Nairobi - As Kenya wrestles with its worst political crisis in a decade, more and more of its people see themselves as hostages of the ethnic rivalries of the country's politicians and beg for new leaders who will fight for all citizens.
"We are tired," said Gedeon Kipyator, a 45-year-old father of six who sells newspapers in the middle of Nairobi, his eyes red and several days' of stubble on his chin.
"It's a repeat of the two families' competition, the Kenyatta and the Odinga. Yes, we are balkanized and divided," he said. "We cannot continue like this, otherwise we will not have a country anymore!"
In an editorial at the weekend, The Nation newspaper pleaded for "an inclusive system that gives everyone a chance to access state resources and participate in decision-making, where one is not defined largely by ethnic or racial extraction."
Since independence in 1963, three of Kenya's four presidents have come from the Kikuyu ethnic group. The other was Kalenjin.
Elected in 2013, the current incumbent Uhuru Kenyatta is Kikuyu, as was his father Jomo Kenyatta, the country's first president.
As Kenya's biggest ethnic grouping, the Kikuyus have also wielded a monopoly on economic power ahead of the Luhya, the Kalenjin and the Luos.
Such dominance has generated a growing sense of frustration in other communities, particularly among the Luo of veteran opposition leader Raila Odinga, 72, who successfully challenged the August reelection of Kenyatta, overturning his victory and forcing a fresh ballot which is slated to take place on Thursday.

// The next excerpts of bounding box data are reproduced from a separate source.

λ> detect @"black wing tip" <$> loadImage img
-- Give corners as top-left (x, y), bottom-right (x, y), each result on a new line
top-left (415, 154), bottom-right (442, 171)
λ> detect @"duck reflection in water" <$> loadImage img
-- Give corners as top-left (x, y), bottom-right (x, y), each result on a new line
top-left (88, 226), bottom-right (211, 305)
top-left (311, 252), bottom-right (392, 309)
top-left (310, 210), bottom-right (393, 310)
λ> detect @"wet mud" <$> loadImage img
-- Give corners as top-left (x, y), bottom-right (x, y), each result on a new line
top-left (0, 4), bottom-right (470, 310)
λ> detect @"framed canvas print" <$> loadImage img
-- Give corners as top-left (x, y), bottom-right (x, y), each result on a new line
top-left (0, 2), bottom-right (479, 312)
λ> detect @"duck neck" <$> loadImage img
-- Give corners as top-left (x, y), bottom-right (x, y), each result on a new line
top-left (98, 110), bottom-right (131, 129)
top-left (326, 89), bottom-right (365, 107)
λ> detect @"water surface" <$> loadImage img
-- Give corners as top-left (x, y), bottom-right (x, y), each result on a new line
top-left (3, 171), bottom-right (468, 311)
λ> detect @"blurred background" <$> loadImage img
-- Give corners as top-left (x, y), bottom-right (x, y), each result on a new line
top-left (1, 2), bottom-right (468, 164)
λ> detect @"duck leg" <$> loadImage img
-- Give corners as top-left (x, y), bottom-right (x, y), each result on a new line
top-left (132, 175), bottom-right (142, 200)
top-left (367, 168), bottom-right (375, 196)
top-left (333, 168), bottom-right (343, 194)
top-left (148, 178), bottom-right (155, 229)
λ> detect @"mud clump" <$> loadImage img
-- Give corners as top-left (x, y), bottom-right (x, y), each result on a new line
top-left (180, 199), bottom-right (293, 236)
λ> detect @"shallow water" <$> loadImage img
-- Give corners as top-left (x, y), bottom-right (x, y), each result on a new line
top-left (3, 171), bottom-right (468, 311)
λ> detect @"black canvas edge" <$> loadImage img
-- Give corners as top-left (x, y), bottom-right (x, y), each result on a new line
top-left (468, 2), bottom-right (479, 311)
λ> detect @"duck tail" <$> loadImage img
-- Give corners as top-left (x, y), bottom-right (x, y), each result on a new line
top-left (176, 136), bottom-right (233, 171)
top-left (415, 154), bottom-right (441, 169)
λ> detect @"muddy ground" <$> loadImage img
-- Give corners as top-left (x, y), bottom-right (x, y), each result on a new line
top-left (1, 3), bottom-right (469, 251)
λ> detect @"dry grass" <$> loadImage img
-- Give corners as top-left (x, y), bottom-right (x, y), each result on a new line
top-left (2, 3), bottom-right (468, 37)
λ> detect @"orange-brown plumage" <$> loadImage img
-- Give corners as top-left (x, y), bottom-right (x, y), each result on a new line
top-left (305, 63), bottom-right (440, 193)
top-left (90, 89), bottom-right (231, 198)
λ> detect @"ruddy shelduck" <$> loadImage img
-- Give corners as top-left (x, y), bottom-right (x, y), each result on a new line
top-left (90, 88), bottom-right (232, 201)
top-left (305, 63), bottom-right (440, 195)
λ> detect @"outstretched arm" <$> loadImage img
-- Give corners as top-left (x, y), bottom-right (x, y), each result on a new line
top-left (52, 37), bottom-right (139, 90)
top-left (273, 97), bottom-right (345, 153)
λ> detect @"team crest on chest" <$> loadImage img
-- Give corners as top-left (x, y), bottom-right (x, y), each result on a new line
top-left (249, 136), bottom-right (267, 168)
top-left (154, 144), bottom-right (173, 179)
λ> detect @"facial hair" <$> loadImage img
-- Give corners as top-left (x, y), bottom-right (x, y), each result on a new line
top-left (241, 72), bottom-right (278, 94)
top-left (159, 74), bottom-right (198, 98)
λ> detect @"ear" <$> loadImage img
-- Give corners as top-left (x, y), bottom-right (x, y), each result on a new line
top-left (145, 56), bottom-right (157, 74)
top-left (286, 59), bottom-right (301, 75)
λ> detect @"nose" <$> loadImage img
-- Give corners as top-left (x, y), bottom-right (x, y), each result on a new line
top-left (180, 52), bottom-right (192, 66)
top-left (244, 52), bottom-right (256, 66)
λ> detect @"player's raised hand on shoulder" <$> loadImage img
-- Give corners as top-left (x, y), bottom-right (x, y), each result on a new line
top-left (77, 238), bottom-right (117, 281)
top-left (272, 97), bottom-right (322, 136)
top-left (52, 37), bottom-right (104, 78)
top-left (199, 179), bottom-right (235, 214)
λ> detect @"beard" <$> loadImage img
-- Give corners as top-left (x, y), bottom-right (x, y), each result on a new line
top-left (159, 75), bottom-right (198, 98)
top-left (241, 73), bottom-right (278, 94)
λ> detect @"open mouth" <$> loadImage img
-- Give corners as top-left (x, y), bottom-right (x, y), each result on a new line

That election was Odinga's fourth failed bid to secure the presidency following previous efforts in 1997, 2007 and 2013. Following the 2007 election, politically-driven ethnic tensions exploded into months of violence which left at least 1 100 dead.
Despite recent advances in Kenya, an economic powerhouse seen as the most democratic country in east Africa, it remains riddled with corruption and persistent social inequalities due to geography and ethnic distribution.
And with Kenyan society also polarised along tribal lines, the fight for power becomes brutal at election time.
For weeks, the country has been plunged into an unprecedented impasse following the Supreme Court's September 1 decision to annul Kenyatta's reelection, with Kenyans now called to vote again in a ballot that Odinga has vowed to boycott.
"Many Kenyans are exhausted by the extended election drama, one that already has damaged the economy and further polarised the country," the International Crisis Group (ICG) said in a report earlier this week.
Some Kenyans told AFP they would not vote if the election goes ahead as planned on Thursday, not only because of Odinga's absence but because they were disgusted by the increasingly toxic political climate which has seen politicians exchanging a barrage of insults, threats and populist rhetoric.
And the constant U-turns and confused messages issued by Odinga's National Super Alliance (NASA) coalition has also put off voters.
"Whenever we come to elections, we start to fight," complained Odhiambo, a 48-year-old Luo businessman chatting with friends in a Nairobi street.
"We say we are a digital (economy), that we are the first democracy in Africa but our leaders are cheating us! What kind of example is this for our children?"
Standing next to him, retired civil servant Paul Assila said he was very worried.
"We are going backwards, the constitution is being disregarded," said this 79-year-old Luhya.
"Our leaders... are so arrogant... they fly with choppers and they don't have the interests of the common man at heart."
In an unprecedented first, many Kikuyu experts and activists have recently called to end the monopoly on power by their ethnic group in a bid to increase democracy.
"My call to the Kikuyu people is that we need to debunk the myth that we can only be safe in this country with a Kikuyu president," human rights lawyer Njonjo Mue told AFP.
"It is actually a call to strengthen institutions which would make all Kenyans safe, regardless of who occupies State House at a particular time," he said.
Sprawled on a bench in the city centre, Edward Irungu, a 31-year-old Kikuyu, is desperate to see the situation return to "normal" and to be able to work again.
"I'm a Kikuyu and having a Kikuyu president doesn't help me," grumbled this young technician, saying the crisis had brought everything to a "standstill".
"What helps me is to have a president that will make me happy to live in Kenya, who will give me development."
He's not alone in wanting better leaders and Mulinge Mwende, a 29-year-old bank worker has a good idea for how to go about it.
"I think people need to vet... (those) who are going to be nominated to become the president through a series of interviews and checks of what they have done on the ground, their background," says Mwende, who has striking red freckles and comes from the Kamba tribe.
Look at Coke Studio, she says, referring to a popular TV talent show where singers and dancers face brutal competition to reach the final and that for a sport which "doesn't harm anyone".
"But politicians, they are going to affect us and the future generations with their policies, so we need to vet them!"